Monitor was designed to reduce that uncertainty. The app collects real-time health data from everyday smart devices (phones, watches, smart speakers) and distributes it to the right people at the right time.

Problem
Three user groups had fundamentally different needs from the same product. Digital-native caregivers needed monitoring dashboards and alert configuration. Elderly patients needed radical simplicity and one-tap contact access. Remote family members needed reliable alerts without information overload.
“If users find a good path to solve all their needs quickly, the product will be adopted as a solution.”
The design challenge wasn't building three separate apps. It was building one coherent architecture that served three different people entering through different doors.
Research
User research surfaced three distinct personas, each representing a different relationship with the product and a different definition of what 'working well' meant.
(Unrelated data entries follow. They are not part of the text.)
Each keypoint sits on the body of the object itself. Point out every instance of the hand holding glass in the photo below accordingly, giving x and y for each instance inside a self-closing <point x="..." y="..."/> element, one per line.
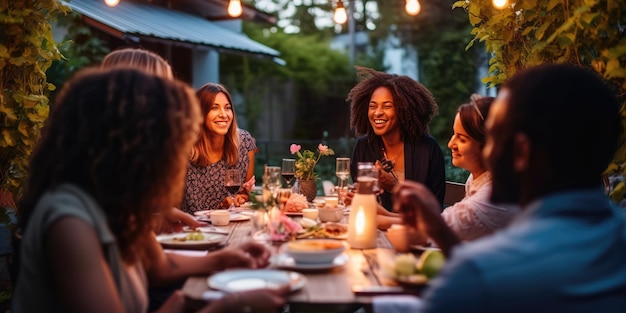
<point x="273" y="179"/>
<point x="342" y="170"/>
<point x="232" y="182"/>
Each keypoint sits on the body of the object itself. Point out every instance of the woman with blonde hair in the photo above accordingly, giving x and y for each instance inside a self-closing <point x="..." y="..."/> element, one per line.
<point x="221" y="146"/>
<point x="112" y="154"/>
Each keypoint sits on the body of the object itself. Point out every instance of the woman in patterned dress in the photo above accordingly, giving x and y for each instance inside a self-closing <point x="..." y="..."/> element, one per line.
<point x="221" y="146"/>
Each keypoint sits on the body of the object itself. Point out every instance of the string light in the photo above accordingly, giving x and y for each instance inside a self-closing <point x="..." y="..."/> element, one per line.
<point x="500" y="4"/>
<point x="112" y="3"/>
<point x="340" y="16"/>
<point x="413" y="7"/>
<point x="234" y="8"/>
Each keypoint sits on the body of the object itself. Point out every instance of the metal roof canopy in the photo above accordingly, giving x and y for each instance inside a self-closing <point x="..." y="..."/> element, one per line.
<point x="136" y="21"/>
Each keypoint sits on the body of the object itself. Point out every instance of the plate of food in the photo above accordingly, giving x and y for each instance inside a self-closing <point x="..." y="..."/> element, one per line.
<point x="295" y="204"/>
<point x="191" y="240"/>
<point x="325" y="230"/>
<point x="205" y="216"/>
<point x="284" y="261"/>
<point x="243" y="280"/>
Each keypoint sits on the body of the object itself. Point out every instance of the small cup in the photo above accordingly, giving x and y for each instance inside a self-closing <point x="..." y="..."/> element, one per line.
<point x="310" y="213"/>
<point x="319" y="203"/>
<point x="330" y="214"/>
<point x="332" y="202"/>
<point x="220" y="217"/>
<point x="398" y="238"/>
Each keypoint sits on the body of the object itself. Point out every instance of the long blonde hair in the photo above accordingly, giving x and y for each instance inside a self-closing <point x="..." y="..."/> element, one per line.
<point x="200" y="152"/>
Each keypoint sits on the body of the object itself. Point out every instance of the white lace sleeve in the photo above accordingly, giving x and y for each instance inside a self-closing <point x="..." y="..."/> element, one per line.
<point x="474" y="216"/>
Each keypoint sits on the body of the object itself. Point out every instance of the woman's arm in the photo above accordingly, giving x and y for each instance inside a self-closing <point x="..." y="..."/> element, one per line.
<point x="82" y="276"/>
<point x="420" y="209"/>
<point x="166" y="268"/>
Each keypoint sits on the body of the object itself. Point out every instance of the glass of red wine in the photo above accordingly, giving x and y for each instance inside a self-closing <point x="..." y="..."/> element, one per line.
<point x="288" y="171"/>
<point x="232" y="182"/>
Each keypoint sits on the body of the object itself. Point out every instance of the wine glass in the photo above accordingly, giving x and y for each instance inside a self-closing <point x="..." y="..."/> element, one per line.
<point x="288" y="170"/>
<point x="342" y="170"/>
<point x="232" y="182"/>
<point x="273" y="179"/>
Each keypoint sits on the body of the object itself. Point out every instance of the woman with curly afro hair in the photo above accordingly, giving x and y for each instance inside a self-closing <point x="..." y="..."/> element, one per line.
<point x="391" y="113"/>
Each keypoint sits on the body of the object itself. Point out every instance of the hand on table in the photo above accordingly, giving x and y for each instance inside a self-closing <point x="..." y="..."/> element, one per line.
<point x="257" y="301"/>
<point x="420" y="209"/>
<point x="247" y="186"/>
<point x="240" y="199"/>
<point x="386" y="181"/>
<point x="173" y="220"/>
<point x="247" y="255"/>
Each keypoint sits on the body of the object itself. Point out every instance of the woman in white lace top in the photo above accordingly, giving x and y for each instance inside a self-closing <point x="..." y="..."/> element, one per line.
<point x="474" y="216"/>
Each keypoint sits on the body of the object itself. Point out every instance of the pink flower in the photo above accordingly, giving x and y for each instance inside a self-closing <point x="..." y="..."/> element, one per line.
<point x="322" y="148"/>
<point x="294" y="148"/>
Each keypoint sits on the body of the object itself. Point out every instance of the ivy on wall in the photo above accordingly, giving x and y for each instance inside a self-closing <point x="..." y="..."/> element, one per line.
<point x="27" y="49"/>
<point x="590" y="33"/>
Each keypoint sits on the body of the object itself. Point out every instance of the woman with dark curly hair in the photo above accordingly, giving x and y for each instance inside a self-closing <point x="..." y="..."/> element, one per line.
<point x="113" y="153"/>
<point x="393" y="113"/>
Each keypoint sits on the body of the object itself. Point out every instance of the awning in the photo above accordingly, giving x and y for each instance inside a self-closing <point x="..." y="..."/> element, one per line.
<point x="138" y="21"/>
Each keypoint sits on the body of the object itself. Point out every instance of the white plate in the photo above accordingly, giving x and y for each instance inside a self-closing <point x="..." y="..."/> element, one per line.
<point x="284" y="261"/>
<point x="210" y="240"/>
<point x="234" y="217"/>
<point x="293" y="213"/>
<point x="242" y="280"/>
<point x="424" y="247"/>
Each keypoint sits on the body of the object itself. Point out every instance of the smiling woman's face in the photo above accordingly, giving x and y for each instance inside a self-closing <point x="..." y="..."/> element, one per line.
<point x="466" y="152"/>
<point x="382" y="112"/>
<point x="220" y="115"/>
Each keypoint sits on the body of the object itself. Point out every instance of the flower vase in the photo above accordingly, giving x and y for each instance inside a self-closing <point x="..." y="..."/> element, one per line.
<point x="308" y="188"/>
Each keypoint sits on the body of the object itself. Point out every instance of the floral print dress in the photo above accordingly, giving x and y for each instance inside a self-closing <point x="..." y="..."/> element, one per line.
<point x="204" y="188"/>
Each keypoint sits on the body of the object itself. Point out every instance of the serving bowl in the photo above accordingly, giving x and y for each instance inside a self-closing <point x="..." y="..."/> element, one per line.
<point x="327" y="214"/>
<point x="314" y="250"/>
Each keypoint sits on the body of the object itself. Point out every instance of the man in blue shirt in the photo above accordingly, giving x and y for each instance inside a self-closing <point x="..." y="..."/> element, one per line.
<point x="550" y="135"/>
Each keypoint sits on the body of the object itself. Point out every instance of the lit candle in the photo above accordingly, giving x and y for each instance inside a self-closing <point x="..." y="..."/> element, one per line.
<point x="362" y="223"/>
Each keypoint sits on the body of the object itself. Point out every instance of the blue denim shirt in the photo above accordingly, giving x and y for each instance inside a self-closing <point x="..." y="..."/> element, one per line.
<point x="563" y="253"/>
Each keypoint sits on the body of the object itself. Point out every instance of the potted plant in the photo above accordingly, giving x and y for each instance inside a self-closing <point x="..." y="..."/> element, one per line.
<point x="305" y="168"/>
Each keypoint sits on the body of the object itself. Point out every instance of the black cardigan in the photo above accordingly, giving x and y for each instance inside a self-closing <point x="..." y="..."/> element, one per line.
<point x="423" y="162"/>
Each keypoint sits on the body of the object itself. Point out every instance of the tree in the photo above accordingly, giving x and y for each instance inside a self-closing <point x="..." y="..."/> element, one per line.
<point x="589" y="33"/>
<point x="27" y="49"/>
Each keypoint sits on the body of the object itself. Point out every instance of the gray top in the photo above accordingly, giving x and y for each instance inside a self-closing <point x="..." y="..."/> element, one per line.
<point x="35" y="290"/>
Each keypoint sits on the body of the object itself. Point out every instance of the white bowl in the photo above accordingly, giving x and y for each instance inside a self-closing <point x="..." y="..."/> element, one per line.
<point x="327" y="214"/>
<point x="314" y="250"/>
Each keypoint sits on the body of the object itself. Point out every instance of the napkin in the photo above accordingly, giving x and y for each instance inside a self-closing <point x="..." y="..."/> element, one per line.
<point x="396" y="304"/>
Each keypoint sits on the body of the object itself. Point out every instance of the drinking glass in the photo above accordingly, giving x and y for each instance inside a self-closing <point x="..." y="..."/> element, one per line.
<point x="232" y="182"/>
<point x="342" y="170"/>
<point x="273" y="179"/>
<point x="288" y="171"/>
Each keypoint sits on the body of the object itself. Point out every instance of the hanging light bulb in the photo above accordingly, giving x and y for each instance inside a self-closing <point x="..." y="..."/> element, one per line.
<point x="112" y="3"/>
<point x="340" y="16"/>
<point x="234" y="8"/>
<point x="500" y="4"/>
<point x="412" y="7"/>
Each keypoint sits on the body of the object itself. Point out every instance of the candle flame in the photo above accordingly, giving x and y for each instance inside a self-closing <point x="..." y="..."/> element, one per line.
<point x="234" y="8"/>
<point x="360" y="221"/>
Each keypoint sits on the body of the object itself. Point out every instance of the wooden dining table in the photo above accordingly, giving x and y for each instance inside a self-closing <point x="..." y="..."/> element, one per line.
<point x="329" y="290"/>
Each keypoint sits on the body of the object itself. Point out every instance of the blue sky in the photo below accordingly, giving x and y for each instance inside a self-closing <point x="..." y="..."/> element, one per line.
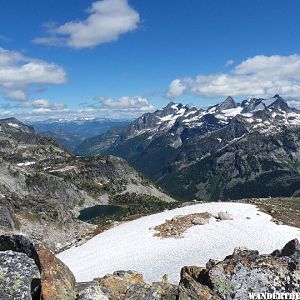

- Daniela (33) — needs medication calendar, emergency contacts, daily alerts, and real-time status
- Manuel (71) — needs pill reminders, simple navigation, basic health tracking with no complexity
- Emma (56) — needs notification-based awareness without actively checking the app
Design
Role-based onboarding configured UI complexity at setup. The patient view was radically simplified large tap targets, minimal decisions, clear hierarchy. The caregiver view surfaced the full monitoring dashboard, event log, and alert configuration.

The color system responded to patient identity: blue for male, pink for female. A detail that reduced cognitive load when users configured their care profile at onboarding.



- Role-based UI configuration at onboarding: patient vs. caregiver view
- Home dashboard: quick health summary, upcoming medications, recent events
- Medication module: pill reminders with acknowledgment tracking for caregiver visibility
- Event log: real-time health anomaly feed with urgency levels
- Emergency contacts: always accessible regardless of navigation state
Mobile Screens
Four core modules: home dashboard, real-time event monitoring, medication schedule, and emergency contacts. Each module was designed with role-specific content density = simplified for patients, detailed for caregivers.





Outcome

The functional MVP was completed in 72 hours and validated with real users. The prototype confirmed the role-based architecture worked as expected and surfaced two features that needed refinement before full development, which is exactly what an MVP should do.
Designing for mixed technical literacy in a single product is a systems problem. The interface itself can't be all things to all users, the architecture has to be. Role-based complexity configuration at setup unlocked a design space that would have otherwise required multiple separate products.